Pour moi qui n’était jamais partie de Villers aux bois, c’était le bout du monde. Je ne reverrais plus guère ma sœur et mon frère et, Maman alla rejoindre en sa décomposition les restes charnels de mon père dans la terre humide du jardin sacré de l’église du village.

Mon oncle me prévint qu’il allait tout faire pour me marier, de quoi se mêlait-il?

Mon départ fut pour moi un réel sujet de contentement car voyez vous la jeunesse attire les convoitises, votre pauvreté permet à certains quelques privautés que n’autoriserait pas une aisance matérielle.

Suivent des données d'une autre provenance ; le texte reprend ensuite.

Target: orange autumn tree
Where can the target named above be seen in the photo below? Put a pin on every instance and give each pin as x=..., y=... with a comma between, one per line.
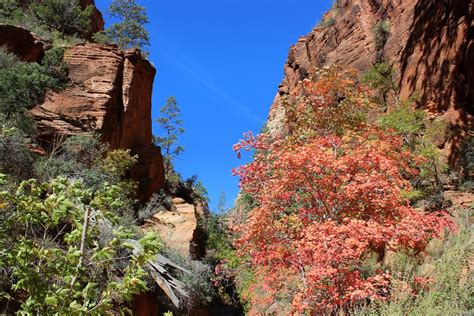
x=329, y=195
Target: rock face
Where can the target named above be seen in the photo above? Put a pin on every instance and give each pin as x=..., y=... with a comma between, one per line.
x=179, y=228
x=430, y=44
x=110, y=92
x=26, y=45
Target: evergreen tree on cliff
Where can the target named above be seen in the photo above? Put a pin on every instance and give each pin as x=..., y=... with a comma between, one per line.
x=171, y=123
x=130, y=32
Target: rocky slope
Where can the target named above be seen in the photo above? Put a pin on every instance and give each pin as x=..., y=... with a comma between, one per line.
x=430, y=44
x=110, y=92
x=179, y=228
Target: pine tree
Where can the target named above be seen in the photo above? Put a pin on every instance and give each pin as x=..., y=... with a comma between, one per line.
x=171, y=123
x=130, y=31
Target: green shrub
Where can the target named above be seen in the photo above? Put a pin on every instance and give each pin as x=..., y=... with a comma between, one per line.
x=422, y=136
x=49, y=267
x=16, y=159
x=381, y=77
x=65, y=16
x=198, y=283
x=451, y=292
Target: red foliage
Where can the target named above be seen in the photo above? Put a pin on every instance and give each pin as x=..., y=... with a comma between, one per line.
x=325, y=205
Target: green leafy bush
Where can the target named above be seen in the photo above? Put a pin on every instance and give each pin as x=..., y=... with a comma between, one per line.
x=10, y=10
x=65, y=16
x=198, y=283
x=16, y=159
x=450, y=292
x=467, y=153
x=421, y=136
x=381, y=77
x=57, y=255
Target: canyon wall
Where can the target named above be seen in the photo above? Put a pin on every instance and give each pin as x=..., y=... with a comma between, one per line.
x=430, y=44
x=109, y=92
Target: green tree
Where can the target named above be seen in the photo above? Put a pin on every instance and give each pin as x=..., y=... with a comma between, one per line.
x=62, y=252
x=171, y=123
x=129, y=32
x=65, y=16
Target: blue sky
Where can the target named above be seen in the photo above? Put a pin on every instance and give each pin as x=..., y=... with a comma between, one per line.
x=223, y=61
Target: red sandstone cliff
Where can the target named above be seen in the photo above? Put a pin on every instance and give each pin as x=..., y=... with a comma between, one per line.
x=431, y=45
x=109, y=92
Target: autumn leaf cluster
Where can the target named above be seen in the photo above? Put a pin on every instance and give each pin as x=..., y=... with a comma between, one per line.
x=329, y=194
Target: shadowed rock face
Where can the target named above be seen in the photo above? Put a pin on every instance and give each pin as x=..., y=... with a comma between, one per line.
x=179, y=228
x=431, y=45
x=26, y=45
x=109, y=92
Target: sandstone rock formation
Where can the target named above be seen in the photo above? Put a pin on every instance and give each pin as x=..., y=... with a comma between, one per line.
x=110, y=92
x=431, y=45
x=26, y=45
x=179, y=228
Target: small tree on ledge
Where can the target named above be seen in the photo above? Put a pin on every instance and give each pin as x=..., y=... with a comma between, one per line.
x=130, y=31
x=171, y=123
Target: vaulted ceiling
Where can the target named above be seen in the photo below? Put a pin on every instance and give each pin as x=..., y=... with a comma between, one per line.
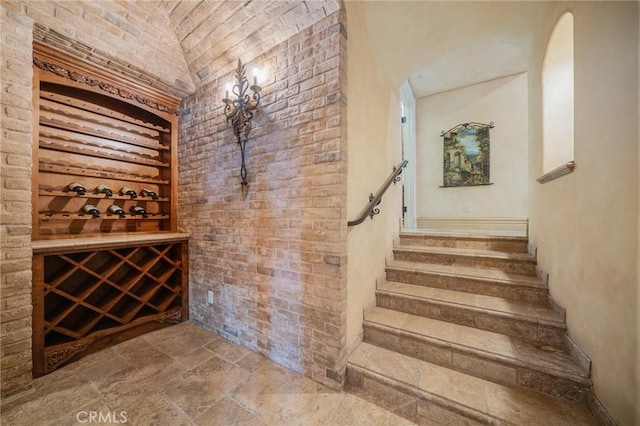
x=181, y=45
x=214, y=34
x=443, y=45
x=176, y=46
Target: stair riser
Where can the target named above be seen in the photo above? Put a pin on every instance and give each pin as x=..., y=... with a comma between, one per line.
x=469, y=285
x=407, y=404
x=475, y=364
x=465, y=243
x=507, y=265
x=486, y=321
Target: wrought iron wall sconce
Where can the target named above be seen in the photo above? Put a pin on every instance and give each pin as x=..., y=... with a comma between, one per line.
x=239, y=109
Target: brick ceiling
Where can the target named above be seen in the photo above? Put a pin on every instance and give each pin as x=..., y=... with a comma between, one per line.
x=214, y=34
x=175, y=46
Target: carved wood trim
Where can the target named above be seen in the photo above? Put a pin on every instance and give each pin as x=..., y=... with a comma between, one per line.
x=62, y=65
x=109, y=88
x=56, y=357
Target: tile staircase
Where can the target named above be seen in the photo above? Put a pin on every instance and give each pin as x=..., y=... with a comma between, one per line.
x=463, y=332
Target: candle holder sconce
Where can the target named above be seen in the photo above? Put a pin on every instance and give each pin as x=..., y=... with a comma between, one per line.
x=239, y=109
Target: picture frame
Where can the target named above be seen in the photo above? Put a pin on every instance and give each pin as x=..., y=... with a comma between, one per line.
x=467, y=155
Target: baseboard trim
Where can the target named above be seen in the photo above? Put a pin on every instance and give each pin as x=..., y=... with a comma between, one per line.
x=599, y=411
x=496, y=224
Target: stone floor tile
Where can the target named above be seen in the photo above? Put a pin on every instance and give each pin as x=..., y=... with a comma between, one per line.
x=461, y=388
x=106, y=369
x=195, y=358
x=198, y=389
x=150, y=409
x=356, y=411
x=252, y=362
x=182, y=340
x=139, y=351
x=523, y=407
x=50, y=402
x=504, y=305
x=387, y=317
x=481, y=339
x=137, y=381
x=545, y=355
x=227, y=412
x=227, y=350
x=429, y=327
x=401, y=367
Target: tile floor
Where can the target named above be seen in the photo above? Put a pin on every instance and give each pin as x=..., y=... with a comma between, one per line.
x=185, y=375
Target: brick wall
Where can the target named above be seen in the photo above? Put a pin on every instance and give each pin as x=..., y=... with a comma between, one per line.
x=276, y=262
x=135, y=36
x=15, y=193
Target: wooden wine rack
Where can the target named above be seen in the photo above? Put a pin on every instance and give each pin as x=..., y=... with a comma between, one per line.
x=100, y=280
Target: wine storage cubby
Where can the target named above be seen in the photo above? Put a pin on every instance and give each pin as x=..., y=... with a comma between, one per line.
x=108, y=263
x=94, y=139
x=85, y=298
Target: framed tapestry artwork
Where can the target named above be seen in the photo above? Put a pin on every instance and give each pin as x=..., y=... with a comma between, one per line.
x=467, y=159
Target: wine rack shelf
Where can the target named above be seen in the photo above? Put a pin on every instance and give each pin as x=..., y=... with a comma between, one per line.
x=84, y=297
x=80, y=216
x=92, y=195
x=96, y=137
x=100, y=280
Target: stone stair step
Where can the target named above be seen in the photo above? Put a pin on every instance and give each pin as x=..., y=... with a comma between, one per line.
x=497, y=357
x=470, y=280
x=539, y=322
x=519, y=263
x=424, y=393
x=465, y=241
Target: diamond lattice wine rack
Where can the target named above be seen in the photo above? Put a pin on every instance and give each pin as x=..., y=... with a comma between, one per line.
x=108, y=263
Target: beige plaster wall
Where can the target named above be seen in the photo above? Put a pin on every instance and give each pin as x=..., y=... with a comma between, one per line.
x=373, y=132
x=503, y=101
x=586, y=224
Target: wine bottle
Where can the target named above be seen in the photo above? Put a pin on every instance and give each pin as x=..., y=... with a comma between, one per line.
x=116, y=209
x=149, y=193
x=76, y=187
x=128, y=191
x=104, y=189
x=92, y=210
x=137, y=210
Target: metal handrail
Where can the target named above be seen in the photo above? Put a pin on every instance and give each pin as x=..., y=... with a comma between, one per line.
x=371, y=208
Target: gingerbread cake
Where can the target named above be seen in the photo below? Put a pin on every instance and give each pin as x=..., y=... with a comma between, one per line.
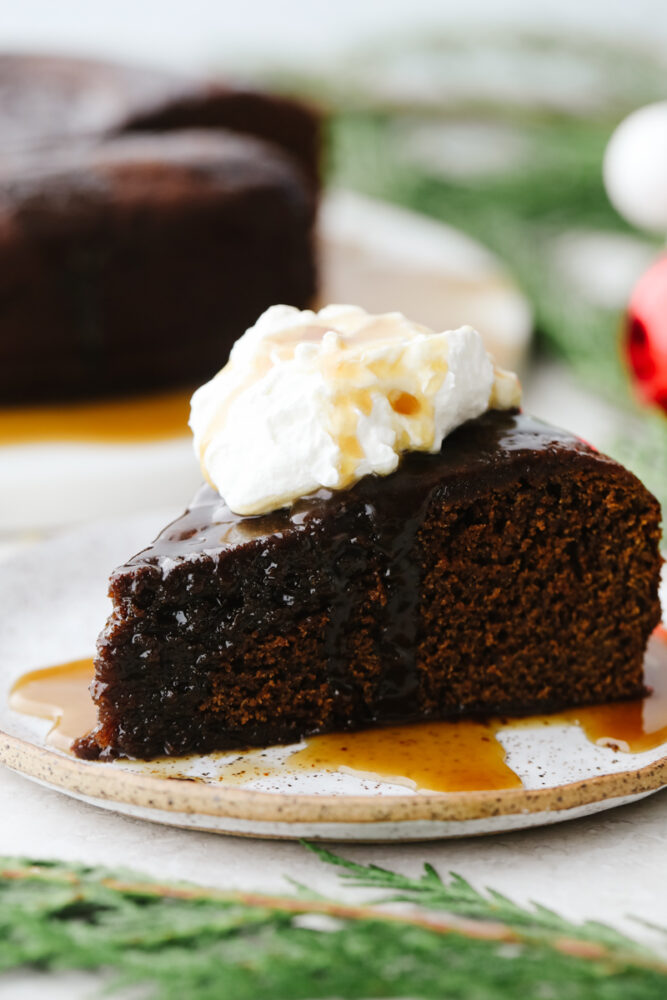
x=515, y=570
x=139, y=208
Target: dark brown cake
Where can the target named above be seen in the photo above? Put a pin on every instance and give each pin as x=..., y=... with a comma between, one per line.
x=515, y=571
x=137, y=263
x=146, y=220
x=47, y=101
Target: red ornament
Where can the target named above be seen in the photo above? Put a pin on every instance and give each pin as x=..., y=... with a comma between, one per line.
x=646, y=334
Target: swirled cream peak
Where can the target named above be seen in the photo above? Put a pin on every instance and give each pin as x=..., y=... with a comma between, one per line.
x=320, y=399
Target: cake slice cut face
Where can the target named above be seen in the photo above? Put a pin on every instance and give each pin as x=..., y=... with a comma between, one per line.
x=516, y=570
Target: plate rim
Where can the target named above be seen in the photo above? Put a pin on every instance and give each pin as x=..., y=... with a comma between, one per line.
x=109, y=783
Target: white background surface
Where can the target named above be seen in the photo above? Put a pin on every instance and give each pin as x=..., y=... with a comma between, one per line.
x=196, y=33
x=603, y=867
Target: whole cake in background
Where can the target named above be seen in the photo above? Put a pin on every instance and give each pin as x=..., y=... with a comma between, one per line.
x=384, y=537
x=145, y=220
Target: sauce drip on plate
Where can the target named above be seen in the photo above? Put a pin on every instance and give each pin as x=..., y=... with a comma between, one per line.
x=460, y=755
x=141, y=418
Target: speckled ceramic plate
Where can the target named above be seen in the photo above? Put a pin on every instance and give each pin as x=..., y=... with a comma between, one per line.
x=53, y=602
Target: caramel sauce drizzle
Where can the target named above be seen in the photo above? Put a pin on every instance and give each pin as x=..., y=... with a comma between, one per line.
x=454, y=756
x=143, y=418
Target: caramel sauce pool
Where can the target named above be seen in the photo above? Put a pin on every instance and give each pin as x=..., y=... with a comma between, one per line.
x=455, y=756
x=142, y=418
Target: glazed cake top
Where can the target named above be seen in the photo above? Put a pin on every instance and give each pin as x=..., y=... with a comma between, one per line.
x=482, y=453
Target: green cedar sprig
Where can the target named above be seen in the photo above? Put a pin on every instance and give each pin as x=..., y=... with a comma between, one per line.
x=180, y=941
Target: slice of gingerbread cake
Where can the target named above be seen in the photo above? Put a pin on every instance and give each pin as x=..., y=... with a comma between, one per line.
x=397, y=542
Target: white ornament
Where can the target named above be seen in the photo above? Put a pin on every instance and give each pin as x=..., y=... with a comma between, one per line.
x=635, y=168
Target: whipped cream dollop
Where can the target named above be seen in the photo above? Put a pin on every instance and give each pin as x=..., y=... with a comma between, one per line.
x=321, y=399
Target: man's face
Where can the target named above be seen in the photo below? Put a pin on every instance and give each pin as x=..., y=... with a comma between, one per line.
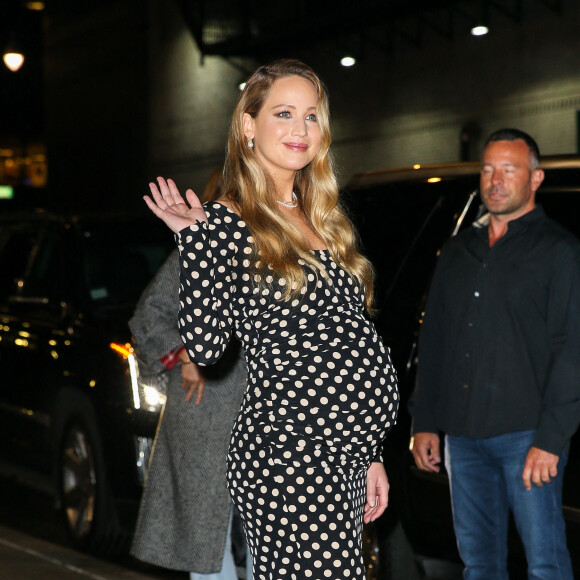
x=508, y=184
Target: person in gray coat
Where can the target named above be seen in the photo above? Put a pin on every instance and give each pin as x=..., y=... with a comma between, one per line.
x=185, y=515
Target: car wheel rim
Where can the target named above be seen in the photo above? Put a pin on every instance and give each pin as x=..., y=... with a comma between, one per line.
x=79, y=483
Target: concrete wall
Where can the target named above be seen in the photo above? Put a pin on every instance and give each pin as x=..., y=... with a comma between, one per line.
x=130, y=97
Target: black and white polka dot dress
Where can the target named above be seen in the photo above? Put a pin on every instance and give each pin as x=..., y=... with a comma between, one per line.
x=321, y=397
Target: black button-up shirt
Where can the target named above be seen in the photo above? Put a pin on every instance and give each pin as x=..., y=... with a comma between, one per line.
x=499, y=348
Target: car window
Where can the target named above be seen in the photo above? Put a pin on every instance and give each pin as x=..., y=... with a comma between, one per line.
x=46, y=278
x=120, y=262
x=16, y=248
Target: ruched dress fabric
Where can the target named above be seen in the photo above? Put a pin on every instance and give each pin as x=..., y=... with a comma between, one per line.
x=321, y=396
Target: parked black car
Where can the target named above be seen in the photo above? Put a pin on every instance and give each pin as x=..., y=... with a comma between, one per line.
x=75, y=418
x=404, y=217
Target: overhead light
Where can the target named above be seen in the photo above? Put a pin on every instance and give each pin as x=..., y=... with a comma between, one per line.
x=479, y=30
x=13, y=60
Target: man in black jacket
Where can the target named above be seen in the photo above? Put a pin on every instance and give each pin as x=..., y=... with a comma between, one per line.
x=499, y=369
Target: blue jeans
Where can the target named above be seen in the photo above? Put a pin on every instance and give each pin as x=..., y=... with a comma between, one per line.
x=228, y=570
x=486, y=482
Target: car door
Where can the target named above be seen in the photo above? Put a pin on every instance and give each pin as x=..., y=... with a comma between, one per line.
x=31, y=316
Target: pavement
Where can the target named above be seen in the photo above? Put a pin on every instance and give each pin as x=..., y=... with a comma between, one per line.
x=24, y=557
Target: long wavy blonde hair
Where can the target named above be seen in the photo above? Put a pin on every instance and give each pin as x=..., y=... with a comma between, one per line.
x=249, y=188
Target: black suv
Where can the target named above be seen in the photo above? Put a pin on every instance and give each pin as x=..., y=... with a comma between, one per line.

C’était peu de temps après l’enfouissement de ma mère. J’étais en chemise sur le point de me coucher quand oncle Louis pénétra chez moi comme si il était chez lui. Il avait un peu bu, tendance qu’il avait prise au décès de sa femme deux ans plus tôt. Je vis à ses yeux et à son attitude qu’il ne me regardait pas comme sa nièce. Il me prit la main et la serrant trop fort et me la demanda. Si il y a bien une chose que je savais c’est que je ne voulais pas de mon oncle comme mari. Il se fit insistant, tenta de me toucher la poitrine, puis de me soulever la chemise. Heureusement j’étais forte et lui ivre, je réussis à m’extirper de son étreinte. Mon jupon se déchira et c’est presque nue que dans l’obscurité de la rue je me sauvais de l’ignominieuse entreprise.

Pour moi ce changement de région devint donc un exode salutaire, j’avais été malheureuse et je me disais que le bonheur peut-être m’atteindrait ici dans mon nouveau village.

 

 

2 réflexions au sujet de « UNE VIE PAYSANNE, Épisode 19, , la mort des anciens »

  1. Je vous remercie beaucoup pour vos récits.
    J’ai l’impression de vivre avec eux. Je suis issue d’une famille de paysans et de maquignons. Et je tente de transposer la vie de ces gens à celle de mes aïeux . J’ai pu remonter jusqu’en 1705 sur une branche et 1784 sur une autre. Votre histoire me permet de les situer dans un contexte historique , et j’ai l’impression de leur redonner vie . Encore merci . Sylvie Fontaine.